TYMPANIC (brain) TEMPERATURE: 25.7 C
pH  6.950
pCO2 54.0 mmHg
pO2 82.2 mmHg
Sodium 132 mmol
Potassium 5.5 mmol (normal is 3.5 to 5.3 mmol)
Chloride 91mmol
Glucose 267
LDH 227 (UL)  (normal 0-250 U/L)
AST 101 (normal 0-42)
ALT 69 (0-48)
Lactate 8.40 mmol
 (NOTE: ALT and AST were elevated before legal death due to liver
metastases.
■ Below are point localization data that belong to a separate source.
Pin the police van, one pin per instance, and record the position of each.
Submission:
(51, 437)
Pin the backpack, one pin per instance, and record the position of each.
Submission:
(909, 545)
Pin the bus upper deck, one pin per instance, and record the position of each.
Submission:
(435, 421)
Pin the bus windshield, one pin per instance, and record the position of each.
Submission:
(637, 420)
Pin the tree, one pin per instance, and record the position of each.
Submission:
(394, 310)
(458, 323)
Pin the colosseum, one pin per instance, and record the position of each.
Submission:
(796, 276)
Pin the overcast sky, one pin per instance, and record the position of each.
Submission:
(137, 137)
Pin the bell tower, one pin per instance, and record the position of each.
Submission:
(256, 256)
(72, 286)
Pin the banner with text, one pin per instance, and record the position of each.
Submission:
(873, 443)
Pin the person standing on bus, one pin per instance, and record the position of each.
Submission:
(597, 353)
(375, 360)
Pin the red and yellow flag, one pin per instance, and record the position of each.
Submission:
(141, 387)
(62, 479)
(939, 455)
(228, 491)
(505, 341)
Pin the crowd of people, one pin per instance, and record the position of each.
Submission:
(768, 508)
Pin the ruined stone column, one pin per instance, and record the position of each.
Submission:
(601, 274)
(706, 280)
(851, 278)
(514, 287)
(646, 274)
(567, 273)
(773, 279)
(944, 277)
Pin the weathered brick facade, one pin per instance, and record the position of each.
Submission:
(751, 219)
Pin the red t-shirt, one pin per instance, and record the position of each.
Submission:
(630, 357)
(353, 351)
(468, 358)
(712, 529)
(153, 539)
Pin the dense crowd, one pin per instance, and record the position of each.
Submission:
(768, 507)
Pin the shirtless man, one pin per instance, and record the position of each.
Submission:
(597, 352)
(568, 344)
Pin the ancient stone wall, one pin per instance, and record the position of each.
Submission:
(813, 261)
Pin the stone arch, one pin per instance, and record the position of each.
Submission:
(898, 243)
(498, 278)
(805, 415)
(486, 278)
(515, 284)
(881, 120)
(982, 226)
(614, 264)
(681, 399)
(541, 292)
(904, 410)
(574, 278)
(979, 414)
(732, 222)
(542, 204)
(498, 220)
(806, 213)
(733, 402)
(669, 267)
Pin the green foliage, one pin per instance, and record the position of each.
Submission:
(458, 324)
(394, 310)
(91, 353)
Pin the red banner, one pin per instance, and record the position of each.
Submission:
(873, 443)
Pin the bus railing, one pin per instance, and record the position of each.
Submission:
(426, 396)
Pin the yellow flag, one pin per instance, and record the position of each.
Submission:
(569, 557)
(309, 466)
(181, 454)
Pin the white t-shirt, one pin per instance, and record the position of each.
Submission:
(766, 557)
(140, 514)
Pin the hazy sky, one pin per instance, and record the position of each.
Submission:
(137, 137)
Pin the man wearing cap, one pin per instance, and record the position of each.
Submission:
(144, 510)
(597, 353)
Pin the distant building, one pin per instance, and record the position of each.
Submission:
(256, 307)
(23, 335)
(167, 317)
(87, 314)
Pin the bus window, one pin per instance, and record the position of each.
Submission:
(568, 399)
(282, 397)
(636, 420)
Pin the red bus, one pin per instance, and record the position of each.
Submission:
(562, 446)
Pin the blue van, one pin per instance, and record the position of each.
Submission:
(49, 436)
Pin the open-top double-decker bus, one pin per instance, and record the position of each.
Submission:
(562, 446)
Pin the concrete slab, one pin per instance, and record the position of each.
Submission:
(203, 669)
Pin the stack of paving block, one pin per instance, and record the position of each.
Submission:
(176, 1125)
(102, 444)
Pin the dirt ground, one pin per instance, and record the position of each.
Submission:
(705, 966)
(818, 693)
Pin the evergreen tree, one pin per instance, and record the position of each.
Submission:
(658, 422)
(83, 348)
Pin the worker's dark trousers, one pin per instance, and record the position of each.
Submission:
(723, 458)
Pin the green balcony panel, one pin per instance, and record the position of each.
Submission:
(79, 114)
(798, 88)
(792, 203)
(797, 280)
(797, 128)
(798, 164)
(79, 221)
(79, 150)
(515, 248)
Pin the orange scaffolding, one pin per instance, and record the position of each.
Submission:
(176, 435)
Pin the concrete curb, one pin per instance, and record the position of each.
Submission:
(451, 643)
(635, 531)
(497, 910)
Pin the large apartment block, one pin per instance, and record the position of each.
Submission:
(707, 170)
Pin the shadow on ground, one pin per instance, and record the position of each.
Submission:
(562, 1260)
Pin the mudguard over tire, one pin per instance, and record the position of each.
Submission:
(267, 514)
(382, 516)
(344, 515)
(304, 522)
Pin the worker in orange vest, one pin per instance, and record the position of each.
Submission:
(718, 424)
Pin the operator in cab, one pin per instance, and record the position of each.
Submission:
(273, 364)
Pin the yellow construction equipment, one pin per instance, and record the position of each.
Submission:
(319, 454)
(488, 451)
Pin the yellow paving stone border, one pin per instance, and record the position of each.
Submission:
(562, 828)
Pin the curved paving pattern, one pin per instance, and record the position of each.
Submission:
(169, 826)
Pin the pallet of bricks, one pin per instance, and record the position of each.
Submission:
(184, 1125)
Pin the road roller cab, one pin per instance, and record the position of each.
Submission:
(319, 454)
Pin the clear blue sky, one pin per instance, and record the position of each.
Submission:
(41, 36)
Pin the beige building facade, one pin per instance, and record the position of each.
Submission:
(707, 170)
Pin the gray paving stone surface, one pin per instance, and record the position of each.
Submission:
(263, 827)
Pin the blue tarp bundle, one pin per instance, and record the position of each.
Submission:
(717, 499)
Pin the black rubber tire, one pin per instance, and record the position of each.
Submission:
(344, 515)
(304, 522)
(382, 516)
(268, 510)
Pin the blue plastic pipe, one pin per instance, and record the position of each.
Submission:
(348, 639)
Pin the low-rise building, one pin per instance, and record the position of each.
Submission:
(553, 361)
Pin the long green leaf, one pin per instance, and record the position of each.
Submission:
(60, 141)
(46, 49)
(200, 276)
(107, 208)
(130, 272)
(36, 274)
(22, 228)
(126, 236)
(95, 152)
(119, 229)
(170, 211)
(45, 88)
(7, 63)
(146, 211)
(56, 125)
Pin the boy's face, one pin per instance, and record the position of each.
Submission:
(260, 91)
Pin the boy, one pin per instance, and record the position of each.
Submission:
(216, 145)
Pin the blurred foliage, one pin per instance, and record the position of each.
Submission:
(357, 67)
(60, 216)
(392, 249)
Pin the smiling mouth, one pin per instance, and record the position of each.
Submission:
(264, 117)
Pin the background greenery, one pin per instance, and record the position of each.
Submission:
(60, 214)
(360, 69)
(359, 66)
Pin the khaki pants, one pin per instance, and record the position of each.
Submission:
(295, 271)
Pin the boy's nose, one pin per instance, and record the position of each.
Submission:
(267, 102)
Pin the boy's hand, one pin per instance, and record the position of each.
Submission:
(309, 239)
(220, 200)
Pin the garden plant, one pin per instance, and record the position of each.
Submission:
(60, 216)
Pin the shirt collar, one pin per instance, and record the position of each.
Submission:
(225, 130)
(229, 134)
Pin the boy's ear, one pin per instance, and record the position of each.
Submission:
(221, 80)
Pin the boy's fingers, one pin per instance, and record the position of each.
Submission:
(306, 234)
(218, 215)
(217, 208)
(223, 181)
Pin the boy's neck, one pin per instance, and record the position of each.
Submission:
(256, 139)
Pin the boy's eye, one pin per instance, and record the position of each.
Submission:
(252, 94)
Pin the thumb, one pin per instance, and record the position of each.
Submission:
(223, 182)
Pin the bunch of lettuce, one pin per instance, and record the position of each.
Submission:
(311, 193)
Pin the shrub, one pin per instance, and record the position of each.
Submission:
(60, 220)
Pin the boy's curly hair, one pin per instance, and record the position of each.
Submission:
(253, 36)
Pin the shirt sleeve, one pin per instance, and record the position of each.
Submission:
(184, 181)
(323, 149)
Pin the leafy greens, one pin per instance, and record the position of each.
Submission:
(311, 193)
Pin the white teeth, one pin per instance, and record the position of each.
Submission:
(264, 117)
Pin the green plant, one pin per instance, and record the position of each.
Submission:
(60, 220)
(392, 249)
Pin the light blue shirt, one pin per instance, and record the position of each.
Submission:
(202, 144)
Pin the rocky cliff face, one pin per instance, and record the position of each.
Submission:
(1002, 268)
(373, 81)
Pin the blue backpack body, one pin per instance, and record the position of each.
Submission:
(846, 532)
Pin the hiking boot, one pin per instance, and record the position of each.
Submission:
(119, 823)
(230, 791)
Pre lactate was 2.9 mmol.)

The next lab was drawn at 00:20 and the results were:

TYMPANIC (brain) TEMPERATURE: 23.0 C
pH  7.15
pCO2 51.3 mmHg
pO2 86.2 mmHg
Sodium 132 mmol
Potassium 4.3 mmol (normal is 3.5 to 5.3 mmol)
Chloride 91mmol
Glucose 267
LDH 376 (UL)  (normal 0-250 U/L)
AST 126 (normal 0-42)
ALT 126 (normal 0-48)
Lactate: 10.8 mmol

Next lab was at 00:50:

TYMPANIC (brain) TEMPERATURE: 21.1 C
pH  7.087
pCO2 50.4 mmHg
pO2 100.9 mmHg
Sodium 134 mmol
Potassium 4.9 mmol (normal is 3.5 to 5.3 mmol)
Chloride 91mmol
Glucose 308
LDH 366 (UL)  (normal 0-250 U/L)
AST 204 (normal 0-42)
ALT 140 (normal 0-48)
Lactate: 11.4 mmol

Bypass was started (blood pump-oxygenator-heat exchanger support)
 at 01:33 at temperature of 18.6.

Gases and pH during washout were excellent.  Arterial pH was above
7.8 (the upper limit of the measuring capacity of our in-line blood gas system)
and venous pH was
consistently above 7.3.

Cryoprotective perfusion was uneventful (though exhausting).  Very
exciting results were obtained in protection of the lungs, and this
patient was perfused *closed chest* using a new approach developed
by BPI.  Central venous pressures were excellent throughout
perfusion, as was venous return, indicating the eminent workability
of this approach.

Terminal glycerol concentration was 5.5 M (which was what we had
set as our target; more on why we are not going to 7-8M later) and
the brain surface was down 10 mm from the margin of the burr hole
with (obviously) no cerebral edema, no peripheral edema, and
excellent lactates and enzymes (the latter of which are markers of
tissue injury) throughout cryoprotective perfusion.  Cooling to
-196 was begun within approximately 24 hours of the patient
reaching -79 C.

Finally, family were present throughout the procedure.  They were
also copied on the memo inadvertently posted to Cryonet at the same
time the memo was sent to Cryonet.  They were also copied on all
other internal memos (including those NOT inadvertently posted to
Cryonet).

We have nothing to hide about this case.  It went very well
physiologically for the patient, if not psychologically for the
team.  We have the labs to support this conclusion, the videotape
to support it, the data sheets to support it, and soon (hopefully!)
the full case report to support it.

The case report will be posted here.  We think you'll find it
interesting, and we hope, worthwhile.